Las presiones de 'las bases peronistas' sean tal vez el motivo por el cual Alberto Fernández no haya si quiera mencionado quienes serán sus ministros. Inversores, empresarios y la comunidad internacional espera con ansias conocer quién será el que ocupe la cartera de Hacienda. Se sabe que Fernández impulsará una serie de reformas para incentivar el consumo interno, incrementar salarios a jubilados y reducir impuestos para las familias y pequeñas empresas. Para ello, estudia mantener el Congreso abierto durante el verano enero y febrero, tiempo de receso estival. Pero ¿quién tomará las medidas? ¿Qué riesgos de quita hay para los tenedores de deuda? ¿Qué pasará con las tarifas de los servicios públicos y las compañías que lo proveen? ¿Volverá el sesgo populista, anticapitalista y expropiador que denuncian algunos analistas europeos?

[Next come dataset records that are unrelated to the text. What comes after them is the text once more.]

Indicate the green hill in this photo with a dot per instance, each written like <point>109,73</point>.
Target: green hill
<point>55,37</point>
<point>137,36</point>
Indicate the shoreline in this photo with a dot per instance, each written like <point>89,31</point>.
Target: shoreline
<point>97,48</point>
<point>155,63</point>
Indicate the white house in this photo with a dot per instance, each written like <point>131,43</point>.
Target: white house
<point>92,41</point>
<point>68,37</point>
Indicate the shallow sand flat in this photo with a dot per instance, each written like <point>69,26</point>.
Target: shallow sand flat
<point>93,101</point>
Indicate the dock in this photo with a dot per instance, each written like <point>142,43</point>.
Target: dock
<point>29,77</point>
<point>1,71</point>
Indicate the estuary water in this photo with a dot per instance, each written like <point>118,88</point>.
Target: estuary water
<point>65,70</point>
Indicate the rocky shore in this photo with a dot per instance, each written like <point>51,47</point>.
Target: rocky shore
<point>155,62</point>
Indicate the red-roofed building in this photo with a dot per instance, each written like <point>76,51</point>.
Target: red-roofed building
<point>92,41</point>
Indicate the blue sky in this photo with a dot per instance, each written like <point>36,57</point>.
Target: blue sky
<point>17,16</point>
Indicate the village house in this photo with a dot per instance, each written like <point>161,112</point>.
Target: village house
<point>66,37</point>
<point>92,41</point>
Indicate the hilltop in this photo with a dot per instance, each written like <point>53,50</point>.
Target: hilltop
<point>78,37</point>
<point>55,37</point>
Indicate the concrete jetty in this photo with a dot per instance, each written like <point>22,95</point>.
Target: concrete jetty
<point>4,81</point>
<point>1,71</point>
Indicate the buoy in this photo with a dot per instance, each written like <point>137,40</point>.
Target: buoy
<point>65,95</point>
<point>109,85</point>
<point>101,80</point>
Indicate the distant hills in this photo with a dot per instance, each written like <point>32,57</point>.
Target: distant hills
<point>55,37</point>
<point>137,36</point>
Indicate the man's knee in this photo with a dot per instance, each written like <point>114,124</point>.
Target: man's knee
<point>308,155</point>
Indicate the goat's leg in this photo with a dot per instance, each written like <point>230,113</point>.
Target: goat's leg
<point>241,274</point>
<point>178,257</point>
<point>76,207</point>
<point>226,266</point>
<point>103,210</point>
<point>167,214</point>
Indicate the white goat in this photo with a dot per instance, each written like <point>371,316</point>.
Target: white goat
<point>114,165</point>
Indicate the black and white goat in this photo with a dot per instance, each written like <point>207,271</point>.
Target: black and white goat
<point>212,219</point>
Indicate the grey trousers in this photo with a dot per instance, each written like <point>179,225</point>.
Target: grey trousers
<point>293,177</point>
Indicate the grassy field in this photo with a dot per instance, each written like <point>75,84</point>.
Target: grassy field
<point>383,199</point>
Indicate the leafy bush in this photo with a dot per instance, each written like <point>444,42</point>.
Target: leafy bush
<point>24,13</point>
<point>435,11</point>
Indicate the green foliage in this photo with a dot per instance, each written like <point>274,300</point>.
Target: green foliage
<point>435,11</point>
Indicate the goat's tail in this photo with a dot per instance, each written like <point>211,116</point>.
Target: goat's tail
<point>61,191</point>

Sin nombres, todo es incertidumbre. En rigor, algunos hay dando vueltas. Algunos son pesos pesados: Roberto Lavagna, quien compitió con Fernández en las elecciones y quedó tercero, es increíblemente una de las posibilidades. El economista y ministro de Néstor Kirchner, hombre clave en los comienzos de Siglo, cuando el país crecía a 'tasas chinas' del 8%, adelantó que "colaborará", aunque no aceptaría un cargo. Martín Redrado, reconocido en la región, también está en danza. Aunque, si asume un cargo, sería para renegociar la deuda, aprovechando su reconocimiento regional.

Luego están los más amigos de Fernández. Dos de ellos Matías Kulfas y Mercedes Marcó del Pont, economistas considerados 'desarrollistas'. El primero de ellos tiene un tono moderado, impulsor del entramado productivo y es proclive a controles estatales en la economía. Marcó del Pont fue presidenta del Banco Central durante el kirchnerismo y recibió los tristemente célebres premios de Global Finance a la peor banquera central del mundo. Otras figuras son Cecilia Todesca, con un perfil también 'desarrollista' y Guillermo Nielsen, un técnico financiero devenido en político. Ninguno de estos nombres genera estupor entre los argentinos, pero la indecisión es lo que mata.